(  _  ) (  \ /  ) (  _  )  0 × F
     (     ) (  / \  ) (  )  

game dev log

motivations

while i was recovering from surgery in bed for a month i played a lot of minecraft. i've been a fan since the game was in alpha, and i don't think i've played any game more often. i also realized that upon recovering from surgery, i would have no job or degree and that i would be losing my health insurance. so i'd need some sort of marketable skill to get paid for, and i figured 'why don't i make a game.' the next question i asked myself, then, was 'what sort of game would i make?' and then 'what do i even find fun about games to begin with?' minecraft has lots of different aspects that appeal to people of course, but i figured i would start by narrowing down what i enjoy about it. notably, when i start a new game in survival mode, after making a bare necessity house, i don't bother upgrading it right away. instead i start to save up resources based on an idea for a finished house. a few of my friends played on a server with me, and they both had large but unfinished wood houses, whereas i went out of my way to manufacture and collect stuff that would let me build something appealing of a specific size out of say, white terracotta and deepslate bricks. so i think for myself, the aspect of adventuring out into the world and collecting resources, and then the aspect of planning out builds, i find very appealing. i've always been a fan of games with 'level editors': minecraft, little big planet, tony hawk's american wasteland, halo 3's forge mode. so i think the ability to remake the environment is a must-have for my game to be enjoyable to myself.

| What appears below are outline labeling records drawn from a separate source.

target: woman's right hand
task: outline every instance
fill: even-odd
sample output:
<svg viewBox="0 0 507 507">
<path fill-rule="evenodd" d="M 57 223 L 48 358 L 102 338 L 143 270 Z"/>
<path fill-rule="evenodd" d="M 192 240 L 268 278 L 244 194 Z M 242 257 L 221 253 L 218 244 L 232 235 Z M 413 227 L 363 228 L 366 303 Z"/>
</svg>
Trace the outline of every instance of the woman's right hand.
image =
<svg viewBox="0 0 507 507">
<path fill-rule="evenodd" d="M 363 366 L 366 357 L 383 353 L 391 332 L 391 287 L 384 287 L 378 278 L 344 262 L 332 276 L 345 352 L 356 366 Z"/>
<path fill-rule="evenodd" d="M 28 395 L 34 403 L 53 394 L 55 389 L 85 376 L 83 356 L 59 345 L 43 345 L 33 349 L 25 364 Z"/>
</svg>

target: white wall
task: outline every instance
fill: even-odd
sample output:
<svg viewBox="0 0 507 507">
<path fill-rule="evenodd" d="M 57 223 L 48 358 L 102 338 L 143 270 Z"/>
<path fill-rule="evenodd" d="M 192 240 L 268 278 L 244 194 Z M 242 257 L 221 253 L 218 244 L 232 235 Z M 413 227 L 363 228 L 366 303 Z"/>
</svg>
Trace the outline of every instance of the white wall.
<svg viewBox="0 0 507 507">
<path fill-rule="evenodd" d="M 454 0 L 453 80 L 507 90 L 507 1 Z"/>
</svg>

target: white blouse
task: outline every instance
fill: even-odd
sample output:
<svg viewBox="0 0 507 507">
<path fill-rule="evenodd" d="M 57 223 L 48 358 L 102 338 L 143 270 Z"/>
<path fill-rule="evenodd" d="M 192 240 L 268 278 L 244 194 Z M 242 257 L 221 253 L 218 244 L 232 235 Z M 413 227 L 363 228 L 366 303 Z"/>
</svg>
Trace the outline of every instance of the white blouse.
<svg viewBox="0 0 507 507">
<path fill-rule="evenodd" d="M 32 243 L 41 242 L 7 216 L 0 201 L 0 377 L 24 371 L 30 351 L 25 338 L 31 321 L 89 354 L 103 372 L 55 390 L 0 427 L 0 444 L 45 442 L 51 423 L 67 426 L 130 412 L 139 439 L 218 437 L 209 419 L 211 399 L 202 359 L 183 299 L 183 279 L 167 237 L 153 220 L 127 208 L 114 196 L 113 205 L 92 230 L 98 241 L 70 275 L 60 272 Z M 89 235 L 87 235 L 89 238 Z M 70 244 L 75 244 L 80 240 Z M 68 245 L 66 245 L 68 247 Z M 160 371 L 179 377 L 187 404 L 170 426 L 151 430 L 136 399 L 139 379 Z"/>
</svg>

in addition to playing minecraft for a month straight, i did a lot of idle thinking about other topics. i read about quantum circuits and the challenges posed by limited qubits, and thought about how minecraft players are incentivised towards making their redstone circuits efficient due to the high cost of mining resources. i read about genetic programming, strange loops, tamagotchi, new advances in ai algorithms, esolangs, albert camus, retro handheld consoles, death and grief, ancient wayfinding tools, busy beavers. i tried to connect it all in my mind to make something cohesive but i haven't succeeded quite yet.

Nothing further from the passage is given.